Richard Ward, senior director at Cambridge Energy Research Associates (CERA), says his firm is developing an index of commodity costs associated with power-plant development as a way to bring greater transparency to the process.
“What we are doing actually is leveraging our experience in a methodology we developed a year ago in the oil and gas sector,” Ward says.
About 18 months ago, CERA noticed that costs were starting to go up in the building of oil and gas projects. “What we found is when we asked executives about it, they couldn’t summarize it. They would jump straight down to the details about the price of steel or an engineering quote that they got,” Ward says.
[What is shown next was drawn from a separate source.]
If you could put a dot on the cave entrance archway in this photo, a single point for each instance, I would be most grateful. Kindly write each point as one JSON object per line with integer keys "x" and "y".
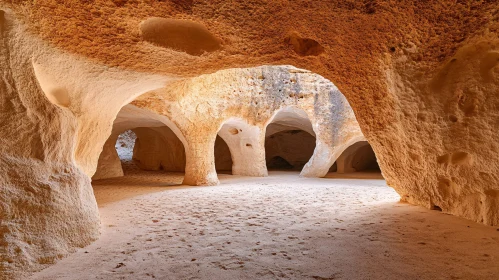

In response, CERA developed something like a consumer price index for oil and gas projects.
“So, it’s a portfolio of 28 projects from around the world, and every six months we go out and re-price, almost like an Ebay buy-it-now price for this entire basket of projects, and then we roll up the cost of all those things and index it back to the year-2000 cost.”
The IHS/CERA Upstream Capital Costs Index (UCCI), as it is called, which tracks nine key cost areas for offshore and land-based projects, climbed 13 percent during the six months ending Oct. 31, 2006, compared with an increase of more than 17 percent in the previous six months, according to press materials. The index could provide a high-level barometer to utility executives and regulators to look at what has happened in the cost situation in the last 24 months, he says.
Ward says he recently got the green light from internal management as well as some external power companies to start building the index with the same methodology, but for generation construction costs in North America. He predicts that the first results from the completed index will be available by late summer.
When asked about the benefits of using an index, one utility executive overseeing several construction projects said, on the condition of anonymity, that it could be helpful when dealing with the state-regulatory process. “It’s probably best to be as specific as you can with the costs related to your own project,” the executive said. It’s fine to show an index related to commodity prices, but you have to be prepared to show regulators what that specifically means with regard to the project they are looking at, he said. “As long as you can explain how such an index could impact a particular project and the cost of this particular project, I think that has a positive effect.”
And if utility executives do manage to contain the costs and build the right plants and manage the stress, the big bets and high stakes will have been worth it.